Some still elect so-called “aunt boards”, typically in family-owned businesses. Unless everyone around the table has qualifications, other than being related to the company’s founder or current owner, it can often be a bad idea. Aunt boards serve more to preserve the family idyll externally and maintain the balance of power internally. They rarely contribute a lot to the company’s growth and development.
What is a board of directors?
We always recommend a professional board. This means a board that can work actively for the company and that comes with different experiences and strengths, all of which can be used in everyday life. It can be in law, sales, finance, management, marketing, or something completely different. The point is that the right board strengthens the business, helps find the direction and can contribute if the course goes awry.
At the same time, it is essential that the board – regardless of the number of members – are not clones of each other or the CEO. It is precisely the diversity and variation in knowledge that helps keep the company on track. The board must be an integral part of the business’ operations because the board does not just have the right to provide input; it also has a legal co-responsibility.
That is why we always recommend bringing people in from outside the company. Even if the company is still new and on its way. The experience and good advice from others can be extra valuable in a start-up phase. If it seems too overwhelming for an entrepreneur to enter with a professional board, you can, of course, start with an advisory board. But do not let it last too long – and remember that even for a company with more employees and even more years behind it, a professional board can function as a critical, strategic partner.
What is the price of having a board?
Of course, a board must also have an economic benefit of being a part of the company. Professional time costs money, and a fee helps ensure that the work is serious and that the commitment is in order. We find that this investment often repays itself several times over with a suitable composition of the board.
A professional board does not only contribute to strategy, focus and development. It also sends a strong signal to the outside world – whether it is banks, customers, or competitors: Here is a company that works thoughtfully and purposefully behind the facade.
Also, part of the picture is that a board challenges whoever is in charge of the day-to-day management. Primarily if you have been used to doing things without being challenged for several years, it will be a new situation. However, the reward and personal development amply outweigh the time needed to get used to it. Yes, you will get critical questions and must be able to defend your decisions. But for the company, it is only an advantage – and it is precisely for the company’s sake, the board sits there, not to stroke the director with the hairs.

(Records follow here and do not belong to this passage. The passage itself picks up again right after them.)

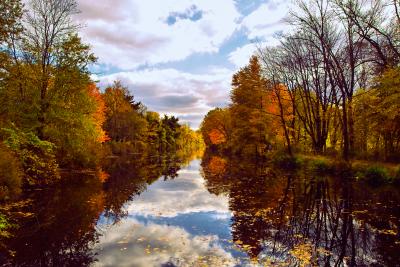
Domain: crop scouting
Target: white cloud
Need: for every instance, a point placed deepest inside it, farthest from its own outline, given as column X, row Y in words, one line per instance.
column 131, row 243
column 267, row 20
column 130, row 33
column 164, row 198
column 173, row 92
column 240, row 57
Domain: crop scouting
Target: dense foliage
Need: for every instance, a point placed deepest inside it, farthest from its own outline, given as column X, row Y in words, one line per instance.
column 331, row 87
column 52, row 115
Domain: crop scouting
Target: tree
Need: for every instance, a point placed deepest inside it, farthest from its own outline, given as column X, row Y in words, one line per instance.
column 250, row 121
column 216, row 127
column 49, row 25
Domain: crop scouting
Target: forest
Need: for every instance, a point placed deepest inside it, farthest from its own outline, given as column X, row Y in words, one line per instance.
column 52, row 115
column 331, row 87
column 300, row 168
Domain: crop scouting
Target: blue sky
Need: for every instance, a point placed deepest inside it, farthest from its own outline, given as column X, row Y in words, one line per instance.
column 178, row 56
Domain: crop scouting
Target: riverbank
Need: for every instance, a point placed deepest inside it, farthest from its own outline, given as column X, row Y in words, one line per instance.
column 373, row 172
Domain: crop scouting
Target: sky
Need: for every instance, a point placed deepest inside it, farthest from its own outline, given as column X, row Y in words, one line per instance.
column 178, row 56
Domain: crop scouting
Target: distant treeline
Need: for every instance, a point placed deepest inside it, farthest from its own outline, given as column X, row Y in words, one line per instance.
column 52, row 114
column 332, row 86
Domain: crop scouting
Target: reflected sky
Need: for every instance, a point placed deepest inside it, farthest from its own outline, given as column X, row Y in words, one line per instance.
column 173, row 223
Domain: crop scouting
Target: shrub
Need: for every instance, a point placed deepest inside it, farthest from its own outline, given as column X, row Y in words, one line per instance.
column 37, row 157
column 286, row 161
column 10, row 174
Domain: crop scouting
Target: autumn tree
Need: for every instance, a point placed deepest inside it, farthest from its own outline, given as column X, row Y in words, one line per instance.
column 250, row 120
column 216, row 127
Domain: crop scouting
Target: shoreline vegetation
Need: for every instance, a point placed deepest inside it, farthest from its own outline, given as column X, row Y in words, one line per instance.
column 327, row 95
column 53, row 118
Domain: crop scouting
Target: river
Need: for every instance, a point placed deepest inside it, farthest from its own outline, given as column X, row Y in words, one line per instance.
column 204, row 212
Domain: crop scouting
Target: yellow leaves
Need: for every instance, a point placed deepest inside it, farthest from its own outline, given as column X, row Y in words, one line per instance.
column 216, row 137
column 217, row 165
column 387, row 232
column 303, row 253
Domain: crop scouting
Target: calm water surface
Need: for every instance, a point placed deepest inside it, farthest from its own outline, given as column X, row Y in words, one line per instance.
column 209, row 212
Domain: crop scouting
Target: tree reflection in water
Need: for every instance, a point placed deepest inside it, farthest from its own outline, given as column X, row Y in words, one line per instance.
column 301, row 218
column 58, row 226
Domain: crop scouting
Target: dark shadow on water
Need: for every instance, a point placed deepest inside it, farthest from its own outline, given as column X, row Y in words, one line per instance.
column 277, row 217
column 295, row 218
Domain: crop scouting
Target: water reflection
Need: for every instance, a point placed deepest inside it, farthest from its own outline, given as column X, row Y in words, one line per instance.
column 178, row 211
column 299, row 218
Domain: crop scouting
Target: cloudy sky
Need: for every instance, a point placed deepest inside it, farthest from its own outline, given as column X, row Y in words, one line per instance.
column 178, row 56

Composition of the Board of Directors
So how should a professional board be composed? In short: With variety and preferably by finding members who are different to the owner/director. The board should not only advise and discuss, it should preferably also find new ways and open new doors. Therefore, broad experience – preferably in the areas where you as the owner are not so strong – is essential. A good board often has an extensive network, which can be valuable to draw on later.
As a lawyer, you are often asked to take a seat on a professional board – and there may be good reasons for this. One thing is legal matters, which it is vital to keep an eye on, but you will often find that a lawyer comes with experience from many other types of companies. It provides a vision for new solutions, combined with a broad network and an ability to analyse an issue in a structured way.
But the crucial thing is not what it says on the individual board member’s business card. It is equally important that you trust each other and in the joint support for the company and that the trust also provides space for discussions and disagreements.
In this way, the professional board becomes a resource and a catalyst for growth and development. Not a stagnant cosy corner with lukewarm coffee.